June 25, 2022
Saturday
4:00 pm
I’ve just completed and uploaded a project titled Friendship: Not for the Impatient.
The project spawned out of reflection on and appreciation for the relationships I’ve cultivated over two years of college. College poses a serious disruption to the social network of high school graduates, especially those moving far from home. Starting from scratch, one has to relearn the art of friendship cultivation no longer surrounded by the people they grew up with. This presents an incredible opportunity to reinvent oneself free from prior reputation but managing personal growth while finding meaningful companionship is a tall task. This project aims to find insights into the process of college friendship development by answering the following questions:
1. From two years of messages in a group chat of 31 close friends, can we extract an individual measure of the friendship strengths between pairs of members?
2. What can we learn visually from graphically analyzing those relationships over the time span?

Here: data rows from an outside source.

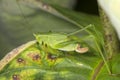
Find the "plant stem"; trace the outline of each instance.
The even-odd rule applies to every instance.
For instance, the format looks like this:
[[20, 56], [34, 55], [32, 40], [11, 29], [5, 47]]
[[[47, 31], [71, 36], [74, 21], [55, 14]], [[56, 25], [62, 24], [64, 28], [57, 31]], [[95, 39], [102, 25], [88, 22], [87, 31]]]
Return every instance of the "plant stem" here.
[[[119, 40], [114, 30], [114, 27], [109, 21], [106, 13], [100, 7], [99, 7], [99, 11], [100, 11], [100, 17], [103, 23], [103, 30], [104, 30], [104, 42], [105, 42], [104, 47], [106, 50], [105, 55], [107, 55], [106, 57], [107, 60], [105, 60], [104, 62], [106, 67], [110, 69], [106, 61], [112, 59], [113, 55], [115, 55], [120, 51], [120, 47], [119, 47], [120, 45], [119, 45]], [[111, 73], [110, 70], [108, 70], [108, 72]]]

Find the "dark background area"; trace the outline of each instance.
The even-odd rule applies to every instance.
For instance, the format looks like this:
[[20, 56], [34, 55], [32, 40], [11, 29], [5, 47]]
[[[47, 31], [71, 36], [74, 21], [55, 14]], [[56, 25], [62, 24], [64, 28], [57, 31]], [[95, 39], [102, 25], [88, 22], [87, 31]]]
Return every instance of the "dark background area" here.
[[77, 0], [74, 9], [76, 11], [98, 15], [97, 0]]

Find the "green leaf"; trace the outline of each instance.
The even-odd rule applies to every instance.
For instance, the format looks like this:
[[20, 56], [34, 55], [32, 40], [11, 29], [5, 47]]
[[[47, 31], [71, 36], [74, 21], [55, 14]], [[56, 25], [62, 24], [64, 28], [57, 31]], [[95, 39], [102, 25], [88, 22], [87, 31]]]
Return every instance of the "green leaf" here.
[[[73, 37], [76, 42], [84, 41], [82, 44], [87, 44], [89, 51], [79, 54], [74, 51], [64, 52], [53, 48], [41, 50], [36, 41], [32, 41], [14, 49], [1, 59], [1, 80], [120, 79], [120, 55], [116, 54], [106, 60], [107, 53], [105, 53], [104, 47], [107, 45], [104, 45], [102, 25], [98, 16], [77, 13], [51, 3], [52, 6], [43, 6], [42, 2], [36, 0], [26, 1], [0, 1], [0, 53], [2, 53], [0, 57], [16, 46], [34, 39], [33, 33], [49, 31], [74, 33], [89, 24], [94, 24], [95, 27], [78, 33], [79, 37]], [[49, 42], [49, 44], [54, 43], [54, 39], [51, 40], [53, 42]], [[63, 47], [66, 44], [63, 43], [57, 47]], [[54, 54], [51, 54], [52, 52]], [[108, 69], [113, 74], [110, 75]]]

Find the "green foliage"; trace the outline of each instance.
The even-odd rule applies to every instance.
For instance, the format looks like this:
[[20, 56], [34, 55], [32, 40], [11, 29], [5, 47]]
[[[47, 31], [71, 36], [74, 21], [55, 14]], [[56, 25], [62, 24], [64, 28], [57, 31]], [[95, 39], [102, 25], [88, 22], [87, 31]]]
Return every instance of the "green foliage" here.
[[[97, 16], [77, 13], [51, 3], [52, 7], [46, 7], [36, 0], [20, 3], [1, 0], [0, 4], [2, 55], [34, 39], [32, 34], [39, 32], [35, 35], [37, 42], [26, 43], [1, 59], [1, 80], [120, 79], [120, 55], [110, 57], [106, 53], [107, 45]], [[49, 31], [52, 33], [46, 33]], [[84, 54], [76, 52], [78, 44], [89, 50]]]

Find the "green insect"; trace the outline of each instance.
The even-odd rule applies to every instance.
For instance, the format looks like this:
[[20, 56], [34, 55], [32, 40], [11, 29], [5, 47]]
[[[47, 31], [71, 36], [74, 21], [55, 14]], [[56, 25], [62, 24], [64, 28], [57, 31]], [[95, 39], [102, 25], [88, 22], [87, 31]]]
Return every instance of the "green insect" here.
[[81, 44], [72, 40], [65, 34], [50, 33], [50, 34], [35, 34], [37, 42], [40, 45], [47, 45], [53, 49], [61, 51], [76, 51], [78, 53], [85, 53], [88, 47], [81, 47]]

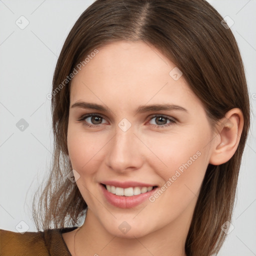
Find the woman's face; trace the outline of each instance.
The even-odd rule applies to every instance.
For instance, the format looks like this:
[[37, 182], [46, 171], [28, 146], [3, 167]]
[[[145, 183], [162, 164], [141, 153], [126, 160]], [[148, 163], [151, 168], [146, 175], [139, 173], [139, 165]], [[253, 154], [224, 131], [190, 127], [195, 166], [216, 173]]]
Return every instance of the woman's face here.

3. How many months of interaction are needed to accurately predict the two-year outcome of a friendship?
Read the article for further methodology and explained results and the guide for details on how to access and wrangle your own iMessage data.
I’ve spent a lot of time reflecting both on paper and mentally about my own development over the past two years and the results from this project validated many of my hypotheses. The dataset, which will remain confidential for the sake of its member’s privacy, offers real insight into the college transition process both for my friends and for teenagers as a whole.
It’s a project that consumed most of my limited free time over the past six months and that offers many future opportunities for further analysis. Specifically, in the coming months I hope to employ techniques I learned in the NLP course I took this past semester beginning with unsupervised conversation disentanglement as well as conversation summary and group sentiment analysis.